Plain language summary
Adequate nutrition is important for elite athletes, as nutrient availability influences energy expenditure, body composition, performance and exercise-induced immune responses. Time-restricted eating (TRE) is a form of intermittent fasting that has received much interest in recent years. Previous research of TRE suggested beneficial effects on performance in untrained individuals, by allowing weight loss whilst maintaining muscle functions. These qualities are of interest for endurance cyclists hence the authors of this study sought to investigate the impact of TRE in elite cyclists. Sixteen under-23 year old, elite cyclists were randomly assigned to eat within a TRE window of 8-hr or 15hr window during a 4-week, high-level endurance training phase. Both groups consumed their full estimated energy needs and markers such as fat and fat-free mass, VO2 max, basal metabolism, blood counts, anabolic hormones and inflammatory markers were measured. As a result, TRE produced weight loss, improved body composition and increased peak power output in relation to body weight without compromising aerobic performance. Furthermore, the TRE pattern proved helpful in mitigating some of the exercise-induced suppressions of the immune system. The authors concluded that TRE could be considered as part of a performance nutrition plan in endurance athletes. Particularly where there is a need to reduce body fat mass or for the management of training-induced depression of the immune system and associated respiratory infection susceptibility. This can be of clinical relevance in the support of endurance athletes.

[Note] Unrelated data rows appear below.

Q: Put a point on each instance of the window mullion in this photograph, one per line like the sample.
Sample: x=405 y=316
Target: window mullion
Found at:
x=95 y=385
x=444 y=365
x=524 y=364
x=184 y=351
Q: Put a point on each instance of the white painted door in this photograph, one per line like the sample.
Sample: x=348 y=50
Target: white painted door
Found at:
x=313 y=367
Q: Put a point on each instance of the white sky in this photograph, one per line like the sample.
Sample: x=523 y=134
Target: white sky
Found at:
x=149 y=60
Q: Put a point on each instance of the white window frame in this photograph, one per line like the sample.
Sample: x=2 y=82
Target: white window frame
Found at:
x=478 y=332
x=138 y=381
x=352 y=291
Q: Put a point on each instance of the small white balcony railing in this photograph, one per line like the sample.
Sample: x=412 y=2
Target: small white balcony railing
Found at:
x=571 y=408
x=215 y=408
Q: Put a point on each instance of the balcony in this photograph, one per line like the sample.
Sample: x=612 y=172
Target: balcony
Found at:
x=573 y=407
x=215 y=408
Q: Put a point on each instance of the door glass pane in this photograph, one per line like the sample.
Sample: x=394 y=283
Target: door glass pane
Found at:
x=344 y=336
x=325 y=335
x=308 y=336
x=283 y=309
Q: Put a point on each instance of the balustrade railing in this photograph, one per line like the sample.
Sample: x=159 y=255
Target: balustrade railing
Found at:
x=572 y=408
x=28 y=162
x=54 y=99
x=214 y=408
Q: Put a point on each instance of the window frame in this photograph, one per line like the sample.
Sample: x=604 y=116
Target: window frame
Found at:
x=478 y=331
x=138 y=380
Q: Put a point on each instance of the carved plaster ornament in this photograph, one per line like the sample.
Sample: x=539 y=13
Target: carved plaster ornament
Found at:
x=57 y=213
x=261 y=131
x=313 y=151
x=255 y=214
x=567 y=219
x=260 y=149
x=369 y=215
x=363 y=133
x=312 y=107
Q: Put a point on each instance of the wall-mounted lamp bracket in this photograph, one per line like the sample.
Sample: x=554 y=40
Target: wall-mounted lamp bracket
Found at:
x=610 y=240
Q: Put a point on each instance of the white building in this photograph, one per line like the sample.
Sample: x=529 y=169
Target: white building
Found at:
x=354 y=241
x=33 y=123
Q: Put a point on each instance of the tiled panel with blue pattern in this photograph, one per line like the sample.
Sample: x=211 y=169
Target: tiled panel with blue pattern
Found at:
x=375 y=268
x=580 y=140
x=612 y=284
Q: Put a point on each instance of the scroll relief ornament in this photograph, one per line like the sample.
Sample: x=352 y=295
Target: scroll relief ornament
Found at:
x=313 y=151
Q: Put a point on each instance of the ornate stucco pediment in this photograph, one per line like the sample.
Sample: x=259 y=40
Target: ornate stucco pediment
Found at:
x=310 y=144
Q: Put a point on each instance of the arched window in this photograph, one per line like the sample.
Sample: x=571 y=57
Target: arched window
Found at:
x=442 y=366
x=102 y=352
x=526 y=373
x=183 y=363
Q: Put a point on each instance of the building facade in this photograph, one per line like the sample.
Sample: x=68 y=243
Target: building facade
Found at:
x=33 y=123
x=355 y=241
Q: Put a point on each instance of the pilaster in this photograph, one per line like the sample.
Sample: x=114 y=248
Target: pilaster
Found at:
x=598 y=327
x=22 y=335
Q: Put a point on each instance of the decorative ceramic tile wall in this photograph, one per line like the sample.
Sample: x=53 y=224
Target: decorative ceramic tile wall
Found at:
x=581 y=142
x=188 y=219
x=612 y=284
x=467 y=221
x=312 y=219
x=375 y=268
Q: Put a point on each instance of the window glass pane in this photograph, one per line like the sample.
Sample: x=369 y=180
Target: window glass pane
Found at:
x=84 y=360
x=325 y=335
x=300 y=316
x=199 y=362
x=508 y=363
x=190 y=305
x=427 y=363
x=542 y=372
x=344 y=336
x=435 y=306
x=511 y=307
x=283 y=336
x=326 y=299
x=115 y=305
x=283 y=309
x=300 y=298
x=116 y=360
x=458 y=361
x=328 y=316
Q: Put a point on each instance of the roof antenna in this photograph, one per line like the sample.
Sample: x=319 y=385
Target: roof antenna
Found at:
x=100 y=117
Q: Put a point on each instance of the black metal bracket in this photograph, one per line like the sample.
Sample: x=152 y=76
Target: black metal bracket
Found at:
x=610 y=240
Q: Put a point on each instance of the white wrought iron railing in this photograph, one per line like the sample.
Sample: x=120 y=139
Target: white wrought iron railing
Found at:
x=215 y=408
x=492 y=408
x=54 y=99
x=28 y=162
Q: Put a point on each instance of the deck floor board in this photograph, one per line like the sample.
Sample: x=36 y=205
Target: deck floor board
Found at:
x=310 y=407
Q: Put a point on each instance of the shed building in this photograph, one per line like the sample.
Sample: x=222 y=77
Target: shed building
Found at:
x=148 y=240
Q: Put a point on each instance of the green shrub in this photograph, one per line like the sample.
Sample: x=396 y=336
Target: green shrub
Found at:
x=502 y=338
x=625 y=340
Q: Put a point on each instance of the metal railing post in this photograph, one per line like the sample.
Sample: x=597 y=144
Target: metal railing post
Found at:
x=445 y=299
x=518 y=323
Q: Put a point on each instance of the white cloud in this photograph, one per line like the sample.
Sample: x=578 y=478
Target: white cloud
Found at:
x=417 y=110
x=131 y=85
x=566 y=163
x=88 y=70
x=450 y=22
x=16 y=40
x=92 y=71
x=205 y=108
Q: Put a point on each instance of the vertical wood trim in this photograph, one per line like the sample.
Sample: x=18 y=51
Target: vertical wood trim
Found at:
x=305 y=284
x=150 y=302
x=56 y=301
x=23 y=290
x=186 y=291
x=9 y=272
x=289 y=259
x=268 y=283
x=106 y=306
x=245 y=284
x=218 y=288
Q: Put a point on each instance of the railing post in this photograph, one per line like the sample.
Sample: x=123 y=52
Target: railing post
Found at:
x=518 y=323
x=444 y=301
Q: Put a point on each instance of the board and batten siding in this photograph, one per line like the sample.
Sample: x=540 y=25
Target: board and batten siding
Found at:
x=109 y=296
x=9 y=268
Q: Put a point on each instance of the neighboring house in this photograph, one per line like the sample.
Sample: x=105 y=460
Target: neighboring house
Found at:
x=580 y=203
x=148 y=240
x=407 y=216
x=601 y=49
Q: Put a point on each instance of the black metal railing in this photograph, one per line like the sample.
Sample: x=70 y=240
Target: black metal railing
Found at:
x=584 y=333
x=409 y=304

BACKGROUND Although there is substantial interest in intermittent fasting as a dietary approach in active individuals, information regarding its effects in elite endurance athletes is currently unavailable. The present parallel randomized trial investigated the effects of a particular intermittent fasting approach, called time-restricted eating (TRE), during 4 weeks of high-level endurance training. METHODS Sixteen elite under-23 cyclists were randomly assigned either to a TRE group or a control group (ND). The TRE group consumed 100% of its estimated daily energy needs in an 8-h time window (from 10:00 a.m. to 6:00 p.m.) whilst energy intake in the ND group was distributed in 3 meals consumed between 7:00 a.m. and 9:00 p.m. Fat and fat-free mass were estimated by bioelectrical impedance analysis and VO2max and basal metabolism by indirect gas analyzer. In addition, blood counts, anabolic hormones (i.e. free testosterone, IGF-1) and inflammatory markers (i.e. IL-6, TNF-α) were assessed. RESULTS TRE reduced body weight (- 2%; p = 0.04) and fat mass percentage (- 1.1%; p = 0.01) with no change in fat-free mass. Performance tests showed no significant differences between groups, however the peak power output/body weight ratio (PPO/BW) improved in TRE group due to weight loss (p = 0.02). Free testosterone and IGF-1 decreased significantly (p = 0.01 and p = 0.03 respectively) in TRE group. Leucocyte count decreased in ND group (p = 0.02) whilst the neutrophils-to-lymphocytes ratio (NLR) decreased significantly (p = 0.03) in TRE group. CONCLUSIONS Our results suggest that a TRE program with an 8-h feeding window elicits weight loss, improves body composition and increases PPO/BW in elite cyclists. TRE could also be beneficial for reducing inflammation and may have a protective effect on some components of the immune system. Overall, TRE could be considered as a component of a periodized nutrition plan in endurance athletes. TRIAL REGISTRATION This trial was retrospectively registered at clinicaltrials.gov as NCT04320784 on 25 March 2020.